This review opens hoping that various lockdowns have treated you as well as possible. If your house is anything like mine then the presence of all members of the family home at all times has led to a rather relaxed attitude to mess. Working from home may have cut out the commute, but no extra time to organise seems to have materialised. With her messy senses tingling, it’s down to Japanese lifestyle guru Marie Kondo to glide in with another Netflix series extolling the virtues of tidying up.
If Tidying Up with Marie Kondo was all about sorting out your home, then Sparking Joy is expanding the reach of its otherwise diminutive host to encompass the workplace as well. Therefore the ‘KonMari’ method gets deployed for a father and son gardening business, a coffee shop owner who brings too much work home, and an ex-school headmistress turned church event organiser.
Truth be told, there is still plenty of the subject’s homes in these episodes and barring the gardening business, Sparking Joy struggles to really expand its central messages.
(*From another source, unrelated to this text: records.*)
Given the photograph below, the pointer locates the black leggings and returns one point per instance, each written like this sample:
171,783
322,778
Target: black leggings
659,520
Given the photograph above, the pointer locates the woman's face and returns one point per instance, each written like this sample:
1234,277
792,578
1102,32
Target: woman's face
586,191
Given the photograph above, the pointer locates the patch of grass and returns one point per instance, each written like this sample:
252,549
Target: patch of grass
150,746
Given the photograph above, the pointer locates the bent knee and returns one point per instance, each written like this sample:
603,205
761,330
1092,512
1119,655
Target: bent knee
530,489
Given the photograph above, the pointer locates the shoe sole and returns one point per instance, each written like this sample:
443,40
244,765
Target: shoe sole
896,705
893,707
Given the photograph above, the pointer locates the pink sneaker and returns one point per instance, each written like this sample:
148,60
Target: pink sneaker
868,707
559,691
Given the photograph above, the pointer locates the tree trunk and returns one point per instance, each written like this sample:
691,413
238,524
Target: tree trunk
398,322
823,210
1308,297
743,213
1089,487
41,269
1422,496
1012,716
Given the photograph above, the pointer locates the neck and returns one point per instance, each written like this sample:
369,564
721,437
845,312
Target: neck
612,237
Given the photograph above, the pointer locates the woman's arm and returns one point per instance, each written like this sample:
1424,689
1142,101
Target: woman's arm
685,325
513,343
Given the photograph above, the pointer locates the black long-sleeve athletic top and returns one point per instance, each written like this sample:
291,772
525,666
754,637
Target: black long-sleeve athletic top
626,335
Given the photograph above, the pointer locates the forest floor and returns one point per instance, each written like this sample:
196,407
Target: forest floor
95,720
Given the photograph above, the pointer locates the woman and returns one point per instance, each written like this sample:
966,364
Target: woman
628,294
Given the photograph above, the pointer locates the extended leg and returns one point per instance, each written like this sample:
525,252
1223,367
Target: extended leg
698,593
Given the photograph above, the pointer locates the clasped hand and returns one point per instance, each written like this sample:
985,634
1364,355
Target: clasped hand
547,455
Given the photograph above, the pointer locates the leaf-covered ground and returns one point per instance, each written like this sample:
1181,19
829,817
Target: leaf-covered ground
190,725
The problem is the KonMari method is so inherently simple: gather all your possessions and ditch whatever doesn’t spark joy, (after thanking it for its service). In a business sense, this ‘joy’ element is a bit hazier, but Kondo’s calm and efficient techniques are still gainfully deployed.
Speaking through a translator, Kondo serves to teach her method and guide people through deploying them. The human drama, such as it is, comes from the people themselves. The highly disorganised garden centre, run by father-son combo Jimmy and Logan, is more about digging into the roots of their family dynamic than it is the tricks of vertical box tidying. Talk of parent absenteeism and a sister that generally doesn’t visit is softly treated. Much like Marie herself, Sparking Joy acts as a quiet observer, rather than argument instigator.
There are certainly some strong emotions going on, but these are dealt with in a virtually meditative way. When a single mother talks about her heartbreak of having to change career due to health problems, it’s like the feeling has its moment…and then is gone: inhaled and exhaled in one deliberate and controlled motion. This makes watching Sparking Joy an exercise in thoughtful peace, albeit one that will inevitably fail to hold your interest if you try to watch more than one at a time. Even the 40 minute run time is, frankly, pushing it.
Marie Kondo is a brand unto herself and if you buy into her non-showy advice then watching her disperse it is like a balm. My chest of drawers has been considerably better organised since her last series! Considering the internet was alight with epoch forming chatter when Tidying Up debuted back in 2019 it clearly makes business sense to generate more Kondo based series. But despite attempts to broaden the scope Sparking Joy boils down to more of the same, best treated as a pick-me-up for existing fans rather than a revelation in of itself.